Apple patent application hints at iWatch
This illustration comes from Apple's patent application and appears to hint at smartwatch plans. / U.S. PTO/Apple
An Apple smartwatch seems to be on the drawing board after all, according to a patent application published today.
The application -- filed with the U.S. Patent and Trademark Office in August 2011 but just published -- is titled "Bi-Stable Spring With Flexible Display." It describes a flexible touch-screen device that can display information. The device can be worn in any location, according to the patent, though one of the drawings shows it being worn around the wrist.

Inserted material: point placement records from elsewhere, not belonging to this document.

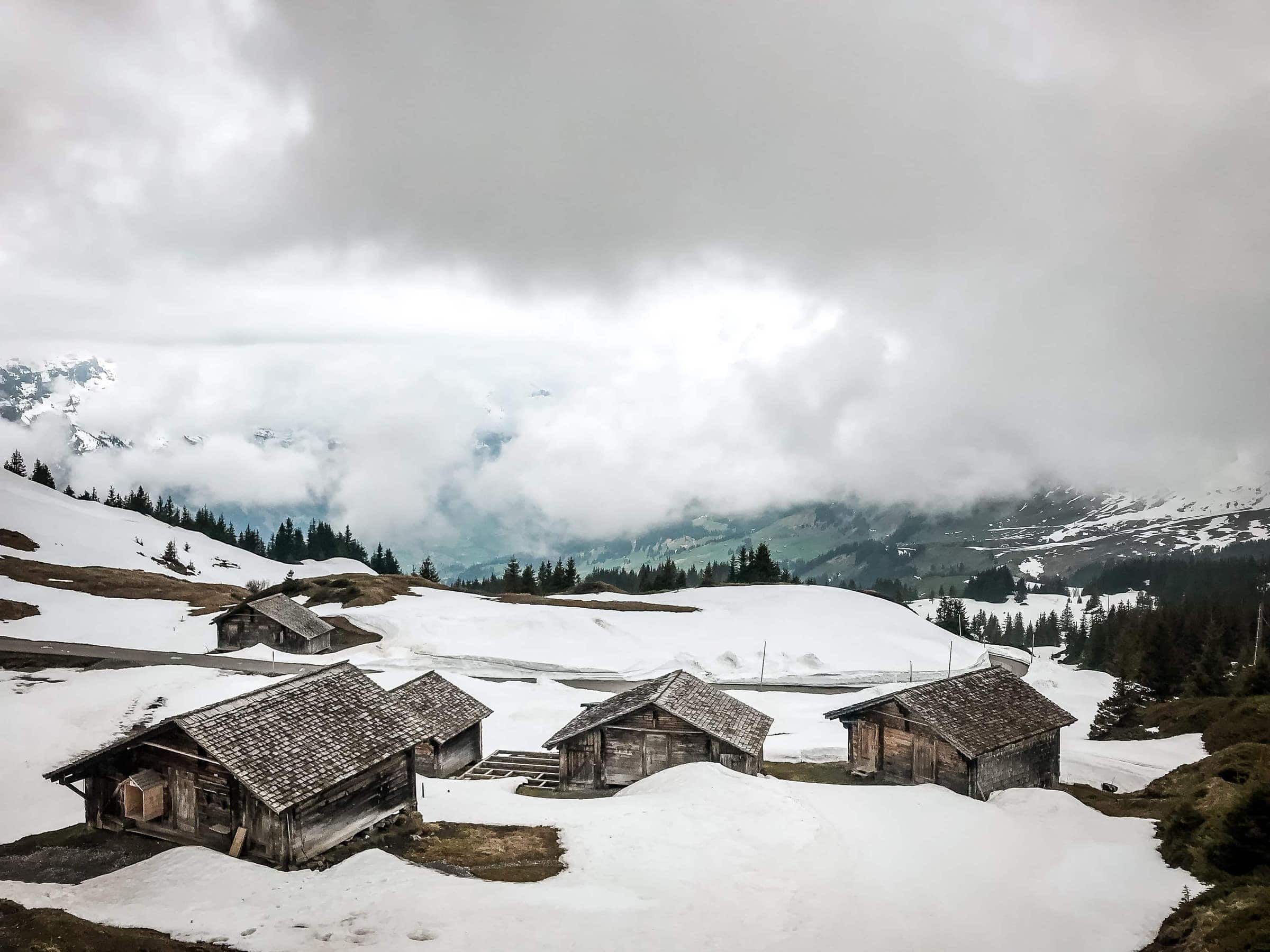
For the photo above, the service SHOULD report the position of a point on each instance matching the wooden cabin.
(674, 720)
(276, 621)
(281, 773)
(976, 733)
(452, 722)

The patent doesn't specifically refer to the device as a smartwatch and instead envisions it as an electronic type of slap bracelet. Such bracelets are equipped with bi-stable springs that allow them to conform to the user's wrist. But several of the features described in the patent match those that would be found in a smartwatch.

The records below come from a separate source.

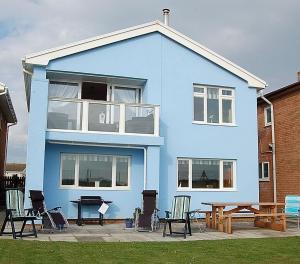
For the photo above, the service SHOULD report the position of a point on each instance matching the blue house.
(141, 108)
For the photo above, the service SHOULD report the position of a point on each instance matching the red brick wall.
(287, 127)
(287, 136)
(3, 132)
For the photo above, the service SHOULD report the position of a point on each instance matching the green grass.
(269, 250)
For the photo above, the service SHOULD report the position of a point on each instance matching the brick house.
(286, 108)
(7, 116)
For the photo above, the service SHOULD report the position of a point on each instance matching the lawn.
(267, 250)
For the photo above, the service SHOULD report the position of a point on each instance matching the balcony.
(102, 117)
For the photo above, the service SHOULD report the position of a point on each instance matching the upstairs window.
(268, 115)
(213, 105)
(63, 89)
(205, 174)
(264, 171)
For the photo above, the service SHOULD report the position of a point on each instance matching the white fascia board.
(43, 58)
(253, 81)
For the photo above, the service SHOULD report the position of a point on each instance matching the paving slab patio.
(118, 233)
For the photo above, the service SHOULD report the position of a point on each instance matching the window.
(268, 116)
(263, 171)
(205, 174)
(213, 105)
(95, 171)
(63, 89)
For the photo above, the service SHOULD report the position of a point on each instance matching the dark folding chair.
(52, 218)
(147, 219)
(15, 212)
(180, 213)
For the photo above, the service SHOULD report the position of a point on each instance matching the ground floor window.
(205, 174)
(96, 171)
(263, 171)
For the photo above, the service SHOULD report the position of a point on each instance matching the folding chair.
(15, 212)
(52, 218)
(179, 214)
(147, 219)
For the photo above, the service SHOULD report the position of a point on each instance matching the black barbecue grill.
(89, 201)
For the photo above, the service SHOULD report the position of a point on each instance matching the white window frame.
(266, 115)
(263, 178)
(220, 189)
(221, 97)
(76, 176)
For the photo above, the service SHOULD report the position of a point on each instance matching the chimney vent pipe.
(166, 14)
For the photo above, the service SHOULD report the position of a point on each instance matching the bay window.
(213, 105)
(95, 171)
(204, 174)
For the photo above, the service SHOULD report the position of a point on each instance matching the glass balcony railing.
(95, 116)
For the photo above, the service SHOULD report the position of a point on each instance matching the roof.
(6, 106)
(43, 57)
(15, 167)
(282, 91)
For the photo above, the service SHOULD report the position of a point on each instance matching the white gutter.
(6, 145)
(145, 168)
(273, 146)
(28, 72)
(3, 89)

"With a touch screen user input a user can accomplish a number of different tasks including adjusting the order of a current playlist, and reviewing a list of recent phone calls," the patent said. "A response to a current text message can even be managed given a simple virtual keyboard configuration across the face of the flexible display."
The device itself would use Wi-Fi or Bluetooth to communicate with another portable device, presumably a smartphone, to display real-time information on the screen. An on-board gyroscope or accelerometer would arrange the information so that it directly faces the user no matter how the device is worn.

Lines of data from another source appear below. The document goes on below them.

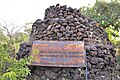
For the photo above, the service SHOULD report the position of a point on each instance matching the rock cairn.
(62, 23)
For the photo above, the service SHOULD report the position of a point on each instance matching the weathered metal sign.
(58, 53)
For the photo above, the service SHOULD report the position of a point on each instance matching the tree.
(10, 67)
(108, 14)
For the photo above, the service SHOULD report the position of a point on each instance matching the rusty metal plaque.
(58, 53)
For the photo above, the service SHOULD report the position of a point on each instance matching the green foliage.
(108, 14)
(10, 68)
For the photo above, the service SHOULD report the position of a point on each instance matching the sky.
(19, 12)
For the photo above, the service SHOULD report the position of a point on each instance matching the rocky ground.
(62, 23)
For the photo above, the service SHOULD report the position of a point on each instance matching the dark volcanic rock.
(65, 24)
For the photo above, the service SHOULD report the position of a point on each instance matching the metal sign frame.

Rumors have run hot lately that Apple is prepping a smartwatch, or iWatch. A recent story from Bloomberg claimed that Apple has employed a team of 100 people to work on the device.
Some reports have suggested that the watch would use a curved glass display and communicate with a smartphone to display e-mail, instant messages, and other data.
Patent applications are not confirmation of the company's plans. but it does shows that Apple is at least eyeing such a device.